Mistletoe In TreeNow, mistletoe is something else altogether. Mistletoe is actually a parasite – it draws its nourishment from the resources of another tree or shrub upon which it grows, sending its roots into the host plant’s vascular system to obtain nutrients. There are two types of mistletoe. The one most seen in Christmas decorations in this country is the North American mistletoe, (Phoradendron flavescens). The other, slightly smaller type of mistletoe (Viscum album) is of European origin. Both mistletoes have pale green, leathery leaves and produce small, sticky white berries which are considered poisonous to humans. The European mistletoe grows mostly on apple trees, although it may rarely be seen growing on oaks (a significant detail).

Mistletoe gets its name from the ancient belief that it arose from bird droppings. This belief was related to the widely accepted idea that life could spring spontaneously from dung. It was observed in ancient times that mistletoe would often appear on a branch or twig where birds had left droppings, which was in fact true, since birds do eat the berries and then distribute the seeds in the natural way (in fact, the only way the European mistletoe seed will germinate is after it has passed through the digestive system of a bird). “Mistel” is the Anglo-Saxon word for “dung,” and “tan” is the word for “twig.” Over time, “tan” became “toe.” So, the word mistletoe literally means “dung-on-a-twig.” From the earliest times, mistletoe was considered a bestower of life and fertility.

In the days before Christianity, both holly and mistletoe were thought to be charmed, due to the fact that they remained green when all the deciduous plants had dropped their leaves. In fact, they were considered to be the dwellings of the friendly spirits that inhabited the forests. People gathered these branches and brought them into their homes, both as a means of protecting the spirits of nature from the cold winter climate, as well as a way to bless their own houses.

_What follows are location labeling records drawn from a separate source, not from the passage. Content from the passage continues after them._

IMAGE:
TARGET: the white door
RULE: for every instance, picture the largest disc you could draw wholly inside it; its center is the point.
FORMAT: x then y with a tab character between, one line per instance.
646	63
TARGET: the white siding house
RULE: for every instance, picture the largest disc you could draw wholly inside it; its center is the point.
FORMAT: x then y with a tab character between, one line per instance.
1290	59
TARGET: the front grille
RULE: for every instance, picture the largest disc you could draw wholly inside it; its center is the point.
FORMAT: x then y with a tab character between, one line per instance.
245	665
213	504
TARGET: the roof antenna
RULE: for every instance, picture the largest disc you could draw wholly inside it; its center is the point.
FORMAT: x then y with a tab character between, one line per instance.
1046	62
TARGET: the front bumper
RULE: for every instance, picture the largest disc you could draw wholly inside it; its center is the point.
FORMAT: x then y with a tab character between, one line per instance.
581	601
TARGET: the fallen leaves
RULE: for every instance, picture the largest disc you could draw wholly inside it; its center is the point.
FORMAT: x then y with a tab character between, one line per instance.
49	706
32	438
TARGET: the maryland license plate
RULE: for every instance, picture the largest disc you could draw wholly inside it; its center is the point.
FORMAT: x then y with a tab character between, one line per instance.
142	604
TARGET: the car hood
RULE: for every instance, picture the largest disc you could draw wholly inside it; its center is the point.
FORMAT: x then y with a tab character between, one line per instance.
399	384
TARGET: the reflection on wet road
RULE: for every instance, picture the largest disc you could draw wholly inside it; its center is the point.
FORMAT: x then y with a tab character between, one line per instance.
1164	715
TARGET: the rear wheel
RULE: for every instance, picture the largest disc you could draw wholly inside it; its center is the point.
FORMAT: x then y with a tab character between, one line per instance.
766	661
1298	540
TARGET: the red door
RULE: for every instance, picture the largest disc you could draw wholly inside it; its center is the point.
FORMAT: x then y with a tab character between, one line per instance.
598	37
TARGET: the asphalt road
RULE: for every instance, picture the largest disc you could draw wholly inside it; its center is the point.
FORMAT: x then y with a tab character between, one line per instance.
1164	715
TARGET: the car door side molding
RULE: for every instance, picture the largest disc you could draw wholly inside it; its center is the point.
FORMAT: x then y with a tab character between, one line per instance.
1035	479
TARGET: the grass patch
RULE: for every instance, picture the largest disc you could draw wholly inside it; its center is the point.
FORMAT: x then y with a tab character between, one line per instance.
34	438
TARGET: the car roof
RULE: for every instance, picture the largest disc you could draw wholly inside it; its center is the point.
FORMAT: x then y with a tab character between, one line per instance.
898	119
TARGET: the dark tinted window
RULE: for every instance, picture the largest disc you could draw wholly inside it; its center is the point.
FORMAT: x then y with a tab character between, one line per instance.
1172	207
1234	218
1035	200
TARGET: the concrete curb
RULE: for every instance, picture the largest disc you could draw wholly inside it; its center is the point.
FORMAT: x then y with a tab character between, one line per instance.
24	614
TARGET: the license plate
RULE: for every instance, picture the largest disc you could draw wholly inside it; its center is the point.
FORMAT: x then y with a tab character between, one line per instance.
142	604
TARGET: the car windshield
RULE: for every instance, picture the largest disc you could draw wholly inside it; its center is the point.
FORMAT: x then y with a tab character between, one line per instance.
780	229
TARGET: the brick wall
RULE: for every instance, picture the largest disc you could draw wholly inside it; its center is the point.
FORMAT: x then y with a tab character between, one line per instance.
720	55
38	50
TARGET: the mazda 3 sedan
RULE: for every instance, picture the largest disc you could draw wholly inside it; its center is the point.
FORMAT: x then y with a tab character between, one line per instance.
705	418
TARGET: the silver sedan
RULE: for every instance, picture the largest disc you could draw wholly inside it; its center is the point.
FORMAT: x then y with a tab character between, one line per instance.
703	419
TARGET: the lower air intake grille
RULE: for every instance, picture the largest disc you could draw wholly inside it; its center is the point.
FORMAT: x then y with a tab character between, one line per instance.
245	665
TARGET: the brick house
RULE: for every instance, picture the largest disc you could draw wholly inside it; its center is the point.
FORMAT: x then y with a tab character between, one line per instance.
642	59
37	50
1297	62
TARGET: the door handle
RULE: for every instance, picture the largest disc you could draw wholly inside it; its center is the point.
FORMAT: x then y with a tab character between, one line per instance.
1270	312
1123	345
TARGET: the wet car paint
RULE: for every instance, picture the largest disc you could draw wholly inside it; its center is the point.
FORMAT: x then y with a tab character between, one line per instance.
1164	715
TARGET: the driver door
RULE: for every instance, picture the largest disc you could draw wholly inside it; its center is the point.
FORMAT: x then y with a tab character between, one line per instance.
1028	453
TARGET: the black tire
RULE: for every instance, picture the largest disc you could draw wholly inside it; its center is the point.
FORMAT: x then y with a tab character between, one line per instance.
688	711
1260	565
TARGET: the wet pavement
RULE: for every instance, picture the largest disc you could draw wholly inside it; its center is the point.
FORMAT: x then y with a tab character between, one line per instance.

In fact, the sharp and prickly leaves of holly branches hung over a doorway were thought to dissuade evil spirits from entering the house and to keep witches away.

MistletoeTo the Druids, who were the high priests of the ancient pagan religions, the oak tree was sacred, and any mistletoe that was found growing in an oak tree was doubly sacred. During the winter solstice festival of Saturnalia (in honor of Saturn, the Roman god of agriculture), mistletoe was ceremonially harvested from the oak trees with a golden sickle, amid prayers that the recipients of the mistletoe would prosper. Embracing or kissing under the mistletoe was first associated with the Saturnalia festival as a sign of peace and that all bad feelings of the past year were forgiven. Later it became associated with marriage ceremonies as a sign of fertility.

As Christianity spread, the ancient traditions and the familiar customs of the pagan festivals were incorporated into the Christmas celebrations. This happened in part because Christianity was outlawed during various times in its history, and to be able to celebrate unnoticed and unmolested, early Christians moved the observance of Jesus’ birth to coincide inconspicuously with the Saturnalia festival.

Today, many centuries later, the tradition of decorating our homes with evergreens during the Christmas season continues. These modern day boughs of holly and garlands of pine are just as likely to be artificial as fresh, but the festive custom remains. No longer do we have to go out to the woods to harvest our own evergreens since most flower shops carry a full selection of both fresh and permanent greenery. If you’d rather let someone else deck your halls, many florists also offer professional on-site decorating services during the holiday season. Be sure to call early to schedule an appointment. And, while we may no longer believe that holly branches and mistletoe are the dwellings of forest spirits, they certainly do a lot to lift our own spirits during the holidays. ‘Tis the season to be jolly!